Prezado araujoi. O processo de sua esposa não está entre eles, pois é da competência da Justiça Comum, não da Justiça Federal. Sorte sua, embora seja difícil lhe explicar em poucas palavras o motivo.

elogio

araujoi (Administrador)

é muito importante um tribunal desta categoria para tirar muitos processos que estão esperando julgamento en muitos cartorios da justiça a minha esposa tenhe um processo de um filho que morreu en acidente de trabalho que esta parado na justiça esperando um pronuciamento para ser julgado e espero que este processo esteja entre os que estão pendente para ser julgado.
agradeço a este orgão que é tão conpetente.

Tribunal de exceção

Marcos Alves Pintar (Advogado Autônomo - Previdenciária)

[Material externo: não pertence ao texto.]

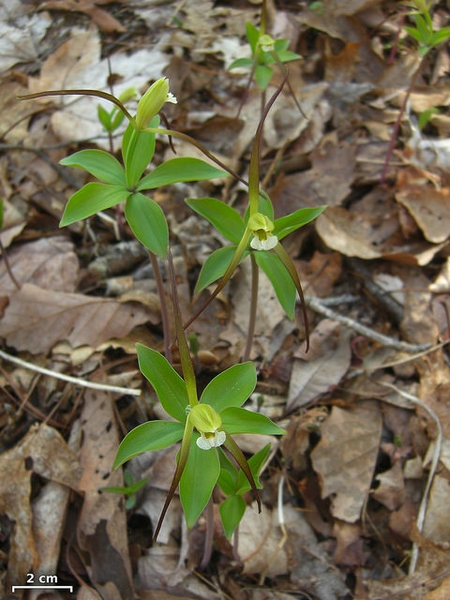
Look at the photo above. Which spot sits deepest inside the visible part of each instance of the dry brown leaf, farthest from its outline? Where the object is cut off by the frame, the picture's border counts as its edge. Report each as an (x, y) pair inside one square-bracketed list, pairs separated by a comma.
[(101, 17), (259, 538), (42, 451), (391, 489), (37, 318), (49, 263), (345, 457), (430, 208), (325, 364)]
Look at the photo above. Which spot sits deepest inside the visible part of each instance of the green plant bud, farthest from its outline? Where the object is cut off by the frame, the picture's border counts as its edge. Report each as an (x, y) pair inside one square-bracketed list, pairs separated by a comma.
[(152, 101)]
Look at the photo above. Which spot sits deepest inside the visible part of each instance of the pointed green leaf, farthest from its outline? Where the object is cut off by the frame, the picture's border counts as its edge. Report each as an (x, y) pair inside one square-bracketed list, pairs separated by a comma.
[(241, 62), (252, 35), (153, 435), (286, 225), (98, 163), (232, 387), (198, 480), (148, 223), (280, 279), (231, 512), (179, 169), (168, 385), (240, 420), (214, 267), (224, 218), (92, 198)]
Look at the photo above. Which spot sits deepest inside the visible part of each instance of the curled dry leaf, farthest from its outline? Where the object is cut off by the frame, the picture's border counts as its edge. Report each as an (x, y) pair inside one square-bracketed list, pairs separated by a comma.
[(37, 318), (346, 455)]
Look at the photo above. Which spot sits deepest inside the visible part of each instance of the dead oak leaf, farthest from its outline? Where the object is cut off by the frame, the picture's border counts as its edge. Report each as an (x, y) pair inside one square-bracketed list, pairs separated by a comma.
[(345, 457), (37, 318), (105, 21)]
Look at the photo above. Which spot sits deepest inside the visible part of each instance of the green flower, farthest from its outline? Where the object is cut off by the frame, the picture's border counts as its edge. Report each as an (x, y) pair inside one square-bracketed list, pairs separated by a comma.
[(262, 228), (207, 422)]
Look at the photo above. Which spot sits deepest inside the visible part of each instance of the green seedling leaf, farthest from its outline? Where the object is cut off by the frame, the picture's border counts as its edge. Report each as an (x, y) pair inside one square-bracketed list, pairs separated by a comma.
[(286, 225), (148, 223), (231, 512), (168, 385), (280, 279), (179, 169), (287, 55), (240, 420), (224, 218), (98, 163), (138, 148), (214, 267), (252, 36), (232, 387), (241, 62), (92, 198), (197, 482), (153, 435)]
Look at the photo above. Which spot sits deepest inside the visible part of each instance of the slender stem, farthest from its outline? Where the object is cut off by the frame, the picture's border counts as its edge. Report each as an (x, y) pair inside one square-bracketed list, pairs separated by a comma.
[(209, 537), (163, 303), (390, 149), (253, 308), (8, 266), (185, 356)]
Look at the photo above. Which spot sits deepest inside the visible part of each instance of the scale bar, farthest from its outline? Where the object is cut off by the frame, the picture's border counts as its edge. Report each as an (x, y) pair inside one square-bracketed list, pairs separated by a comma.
[(42, 587)]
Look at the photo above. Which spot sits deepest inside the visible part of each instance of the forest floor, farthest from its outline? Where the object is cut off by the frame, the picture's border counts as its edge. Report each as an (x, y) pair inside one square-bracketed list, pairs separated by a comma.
[(356, 494)]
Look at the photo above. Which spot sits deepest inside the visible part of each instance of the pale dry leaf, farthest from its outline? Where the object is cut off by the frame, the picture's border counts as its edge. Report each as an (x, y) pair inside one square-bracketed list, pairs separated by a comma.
[(437, 520), (259, 538), (346, 455), (310, 567), (49, 263), (325, 364), (430, 208), (391, 489), (47, 453), (20, 33), (77, 64), (37, 318), (102, 523)]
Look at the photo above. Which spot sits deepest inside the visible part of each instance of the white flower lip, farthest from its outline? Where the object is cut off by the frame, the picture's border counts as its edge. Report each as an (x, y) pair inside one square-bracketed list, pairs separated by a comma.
[(268, 244), (211, 440)]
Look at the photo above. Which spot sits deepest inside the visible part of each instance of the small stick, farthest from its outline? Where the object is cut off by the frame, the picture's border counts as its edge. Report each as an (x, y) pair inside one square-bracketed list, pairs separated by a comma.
[(75, 380)]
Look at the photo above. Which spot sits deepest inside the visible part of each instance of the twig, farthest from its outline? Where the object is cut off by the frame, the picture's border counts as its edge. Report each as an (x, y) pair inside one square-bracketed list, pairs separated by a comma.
[(437, 452), (75, 380), (318, 307)]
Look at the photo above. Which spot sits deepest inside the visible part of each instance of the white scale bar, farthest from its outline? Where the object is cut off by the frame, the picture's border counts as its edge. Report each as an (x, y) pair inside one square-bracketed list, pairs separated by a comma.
[(42, 587)]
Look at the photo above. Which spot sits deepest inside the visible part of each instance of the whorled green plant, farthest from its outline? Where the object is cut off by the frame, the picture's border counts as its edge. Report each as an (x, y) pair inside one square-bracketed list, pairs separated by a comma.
[(205, 425)]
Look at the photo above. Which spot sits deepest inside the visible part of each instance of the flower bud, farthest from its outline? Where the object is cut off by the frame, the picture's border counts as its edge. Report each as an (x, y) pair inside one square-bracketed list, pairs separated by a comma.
[(152, 101)]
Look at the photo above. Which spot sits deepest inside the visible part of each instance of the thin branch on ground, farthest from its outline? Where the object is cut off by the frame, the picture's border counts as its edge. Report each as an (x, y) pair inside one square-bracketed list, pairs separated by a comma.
[(318, 306), (75, 380), (436, 455)]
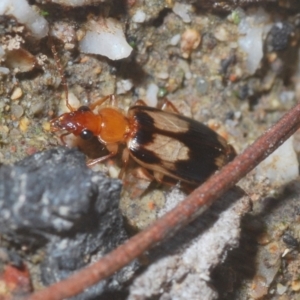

Como era temido, a Corregedora se adiantou em criar um tribunal de exceção para julgar os milhares de processos represados no TRF3, que lá são mantidos aguardando eventual mudança da jurisprudência ou condições políticas para de alguma forma evitar as condenações à União. Os tribunais de exceção (órgãos julgadores instituídos para atender a determinada situação momentânea e específica) são vedados pela Constituição Federal e por todos os tratados internacionais que versam sobre garantias judiciais. Para quem não sabe, os tribunais de exceção são vedados em todos os países civilizados porque quando instituído o mais forte acaba influindo em sua composição, tirando assim a isenção desses tribunais. Como a iniciativa parte da própria Corregedoria Nacional de Justiça, órgão que foi criado justamente para coibir tal tipo de abuso, nada se terá a fazer, exceto formular denúncia contra o Brasil em tribunal internacional, o que se mostra pouco provável já que as ações a serem julgadas serão em sua maioria de natureza previdenciária, de pessoas enfraquecidas e sem condições de adotar qualquer providência ainda que no âmbito interno. O próximo passo agora será selecionar magistrados que são favoráveis às teses da União, o que não é difícil encontrar, e pô-los a julgar esses feitos represados. É a República cedendo lugar à ditadura jurisdicional, com a Constituição sendo dilapidada artigo por artigo.